"Death is a taboo," she said, "We can't talk about death. We must be happy all the time and we will live forever. But for them it was different. Death was very present."
And she was right. I was staring into the dark socket of the nearest skull behind the grate. And all four walls were stacked to the ceiling with bones and skulls, many obviously children. Hundreds. Floor to ceiling, neatly arranged, everywhere you looked. They loomed from the corners and stared out from the recesses. Stacked, crisscrossed, balanced. How many? It was a city built on bones, but only here, in this forgotten chapel, could you see the truth behind it.
Death is taboo.
We hide it. We put them away. Burn em or bury em 'cause Death doesn't sell.
Can't have you pondering meaning. Need you disgruntled and chasing
the next big thing.
I thought of all the fashion I didn't care about. How living here, in one of the capitals of moda, I'd seen the waves... every four months... in the fall it had been studs and spikes on even the most garish heels... and the winter it had been skulls... sewn or embroidered or jeweled...
Now it was camouflage skirts and pants... you could see the waves sweep over all the stores along Buenos Aires or in Vittoria...

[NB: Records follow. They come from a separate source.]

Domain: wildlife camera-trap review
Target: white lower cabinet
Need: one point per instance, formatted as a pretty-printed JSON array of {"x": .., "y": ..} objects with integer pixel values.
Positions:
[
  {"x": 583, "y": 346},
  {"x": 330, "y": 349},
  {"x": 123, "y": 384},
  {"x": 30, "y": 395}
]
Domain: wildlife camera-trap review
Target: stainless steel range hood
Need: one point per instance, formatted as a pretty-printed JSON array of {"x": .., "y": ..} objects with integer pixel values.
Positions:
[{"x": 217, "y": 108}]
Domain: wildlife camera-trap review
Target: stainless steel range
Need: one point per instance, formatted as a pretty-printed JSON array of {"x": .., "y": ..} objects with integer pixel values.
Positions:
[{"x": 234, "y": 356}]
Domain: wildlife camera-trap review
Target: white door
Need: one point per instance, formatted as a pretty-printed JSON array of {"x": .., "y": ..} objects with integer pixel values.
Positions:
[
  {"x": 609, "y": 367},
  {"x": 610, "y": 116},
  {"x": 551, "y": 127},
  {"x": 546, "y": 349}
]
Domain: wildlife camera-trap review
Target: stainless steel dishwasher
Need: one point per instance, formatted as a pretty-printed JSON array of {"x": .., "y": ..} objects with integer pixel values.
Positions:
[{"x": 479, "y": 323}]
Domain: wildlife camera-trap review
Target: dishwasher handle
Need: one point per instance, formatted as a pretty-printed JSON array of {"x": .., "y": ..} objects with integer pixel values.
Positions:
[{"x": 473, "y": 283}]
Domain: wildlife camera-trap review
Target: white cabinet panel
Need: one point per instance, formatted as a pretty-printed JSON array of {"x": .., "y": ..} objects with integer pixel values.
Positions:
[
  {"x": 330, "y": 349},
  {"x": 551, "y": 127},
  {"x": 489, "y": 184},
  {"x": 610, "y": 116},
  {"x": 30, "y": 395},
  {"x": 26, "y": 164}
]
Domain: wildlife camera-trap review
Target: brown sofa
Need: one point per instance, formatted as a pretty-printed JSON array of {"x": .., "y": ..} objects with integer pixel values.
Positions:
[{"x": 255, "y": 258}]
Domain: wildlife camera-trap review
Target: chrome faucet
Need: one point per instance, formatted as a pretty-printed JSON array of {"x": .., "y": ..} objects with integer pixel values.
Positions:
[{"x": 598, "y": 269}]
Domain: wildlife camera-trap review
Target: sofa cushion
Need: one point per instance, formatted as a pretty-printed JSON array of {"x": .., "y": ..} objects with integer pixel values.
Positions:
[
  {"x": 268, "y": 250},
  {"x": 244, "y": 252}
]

That's why we weren't thinking about death. There wasn't any meaning to the fads, but they had to be had. Too much death would remind you of what was really important. Enough clothing to last... and family and friends to share the journey. That's all that mattered. And here we were, bent and spun and separated, divided, conquered, bought and traded...
"Working jobs we hate to buy shit we don't need..."
I was wearing a T-shirt I'd have for six years. It was soft and familiar. It had no holes. It sufficed me.
The skulls at eye-level had slips of paper rolled up and pushed through the grate into their eyesockets. Prayers, she said they were, and promises. Requests to the monolith of bones, hopes passed to the other side.
The Australian slipped a finger through the grate and rubbed the cranium of a pale brown skull, as if to see if it were real. I was tempted to do the same. But I'd feasted on enough death of late. I'd stopped harping on them, but they were always around... and that was enough reminder to keep it together, keep the hunger for what was True separate from the 'reality' that was laid out to distract, frustrate and induce consumption. The sound and fury, the colors of nothingness that filled the streets like a flood.
On the way home there was a line of a hundred people queued at some Coke gimmick machine that would print their name on a bottle.
And not 200 meters away, the wall of bones remained, dark and quiet and truer and more honest than any of it.